Disconnect and label the wiring harness for the alternator and unscrew the cable that comes from the starter.

 

Disconnect and label the cables from the starter.

 

Unbolt the starter from the bell housing and remove it completely.

Cut or remove the accessory drive belt.

 

Unbolt the 4 bolts that hold the AC compressor to the engine block.

 

Without disconnecting the hoses, use some wire to hang the compressor from the bracket on the front rail.

 

 

Manual transmissions:

 

Disconnect and label the VSS harness.

 

Remove the shift cables from the linkage by prying the socket off the ball.

 

Remove the shift cables from the bracket.

 

Remove the small clip that secures the clutch line to the slave cylinder.

 

Pull the clutch fluid line out and plug it with something. (Careful, brake fluid attacks paint and plastic.)

 

Automatic transmissions:

 

Disconnect and label the controller harness from the trans housing.

 

Remove the linkage from the selector by prying the ball from the socket.

 

 

Attach the hoist chains to the engine eyehooks located at opposing ends of the cylinder head.

 

Raise the hoist just enough to put tension in the chains.

 

Support the engine and trans with a floor jack. (For safety only, load will not be free)

 

Under the car, remove the lower torque mount and trans bracket by unscrewing the bolt from the cross member the three bolts that secure the bracket to the trans, and the bolt that secures the mount into the bracket.

 

Unbolt the two nuts that secure the engine mount to the engine.

 

Unbolt the engine mount from the engine bay.

 

Remove the four outer bolts from the trans mount and pull out the plate.

 

Unscrew the center trans mount nut.

 

The powertrain is now free and ready to remove.

 

Raise the hoist slowly and check to be sure that as you lift, you are not caught on anything or left something connected.

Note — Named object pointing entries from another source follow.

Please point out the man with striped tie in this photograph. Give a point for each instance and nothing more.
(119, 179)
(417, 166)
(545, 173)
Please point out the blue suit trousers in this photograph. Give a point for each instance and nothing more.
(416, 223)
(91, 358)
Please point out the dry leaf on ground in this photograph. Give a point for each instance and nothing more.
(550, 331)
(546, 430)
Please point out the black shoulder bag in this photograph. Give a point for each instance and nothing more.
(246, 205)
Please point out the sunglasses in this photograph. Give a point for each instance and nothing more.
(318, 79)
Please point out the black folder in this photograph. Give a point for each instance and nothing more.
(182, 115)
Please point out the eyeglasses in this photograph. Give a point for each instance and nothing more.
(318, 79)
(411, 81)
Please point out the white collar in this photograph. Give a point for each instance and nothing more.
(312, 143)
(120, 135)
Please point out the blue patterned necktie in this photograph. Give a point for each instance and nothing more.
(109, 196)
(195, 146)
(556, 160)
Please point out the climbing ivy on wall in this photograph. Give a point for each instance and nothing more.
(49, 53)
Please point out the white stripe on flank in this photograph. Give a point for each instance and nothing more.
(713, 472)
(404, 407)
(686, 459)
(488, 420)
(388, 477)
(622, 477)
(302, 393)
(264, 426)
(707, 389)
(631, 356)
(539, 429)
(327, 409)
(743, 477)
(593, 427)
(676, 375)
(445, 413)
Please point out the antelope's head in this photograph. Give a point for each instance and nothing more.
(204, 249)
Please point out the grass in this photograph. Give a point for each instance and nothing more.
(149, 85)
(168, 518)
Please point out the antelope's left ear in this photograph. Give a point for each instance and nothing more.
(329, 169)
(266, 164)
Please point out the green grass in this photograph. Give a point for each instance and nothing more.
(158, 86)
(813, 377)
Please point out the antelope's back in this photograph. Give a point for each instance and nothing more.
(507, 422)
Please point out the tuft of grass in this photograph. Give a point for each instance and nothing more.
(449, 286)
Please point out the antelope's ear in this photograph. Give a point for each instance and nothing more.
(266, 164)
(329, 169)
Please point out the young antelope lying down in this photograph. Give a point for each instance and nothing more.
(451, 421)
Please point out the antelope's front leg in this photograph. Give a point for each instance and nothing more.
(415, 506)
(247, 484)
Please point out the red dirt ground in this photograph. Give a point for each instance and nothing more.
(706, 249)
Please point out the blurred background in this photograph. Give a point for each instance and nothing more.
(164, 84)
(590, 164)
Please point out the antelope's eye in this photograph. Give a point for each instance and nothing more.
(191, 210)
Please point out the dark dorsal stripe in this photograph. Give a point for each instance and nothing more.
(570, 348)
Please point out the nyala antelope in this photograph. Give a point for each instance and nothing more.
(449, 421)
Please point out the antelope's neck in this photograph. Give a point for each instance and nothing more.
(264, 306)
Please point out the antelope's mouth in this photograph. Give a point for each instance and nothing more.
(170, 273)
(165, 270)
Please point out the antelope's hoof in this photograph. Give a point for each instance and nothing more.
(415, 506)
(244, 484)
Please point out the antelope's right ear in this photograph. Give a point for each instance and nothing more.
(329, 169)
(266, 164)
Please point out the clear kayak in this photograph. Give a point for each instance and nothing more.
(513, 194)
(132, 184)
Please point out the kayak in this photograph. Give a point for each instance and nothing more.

An assistant will be necessary to angle the lad for easier removal.

 

 

Separation of the manual transmission:

 

On the ground and supporting the trans with a jack, unbolt the trans from the engine block. Take note of what bolts go to what hole and which direction as there are 3 different sizes.

 

Pull the engine and transmission apart.

 

Separation of the automatic transmission:

 

There is a small plastic cover on the back of the block that reveals a 2” hole. Remove that cover.

 

Using a wrench on the crank pulley or pry bar on the ring gear, turn the flywheel until a nut comes into view thru the access hole. There are 4 nuts, remove them all. If you drop one into the housing, this is ok as you are going to be separating everything.

 

On the ground and supporting the trans with a jack, unbolt the trans from the engine block. Take note of what bolts go to what hole and which direction as there are 3 different sizes.

 

Pull the engine and transmission apart.

 

 

Reinstallation of the manual transmission:

 

If you are reusing the old flywheel, remove it by jamming the ring gear with the flywheel tool and taking out the 4 center bolts. You will need to have the flywheel resurfaced.

 

Without touching the friction plate of the clutch disc, place it in the pressure plate and put the assembly on the flywheel. Tighten the pressure plate to flywheel bolts just enough to hold everything in place.

 

Slide the clutch alignment tool thru the pilot bearing and into the center of the flywheel. The clutch is now lined up and you can tighten the pressure plate bolts to 21ft/lbs.

 

Remove the clutch alignment tool.

 

Reinstallation of the automatic transmission:

 

 

Be sure the torque converter is properly seated in the bell housing. If it has come loose or out, reinstall the converter by pushing it on the input shaft and turning it clockwise until you here a click. Turn and push again for a second click, turn and push again for a third click. It is now properly engaged.

 

Line up the bolts in the torque converter with the holes in the flexplate.

 

Bolt the transmission to the engine block and use the access hole to bolt the converter and flexplate together.

 

 

Reinstallation of powertrain:

 

Hey, if you labeled everything and you made it this far, you don’t need my help getting it back together. ;-)

 

 

Fluid bleeding procedures and clutch cable adjustment to follow in separate how-to’s.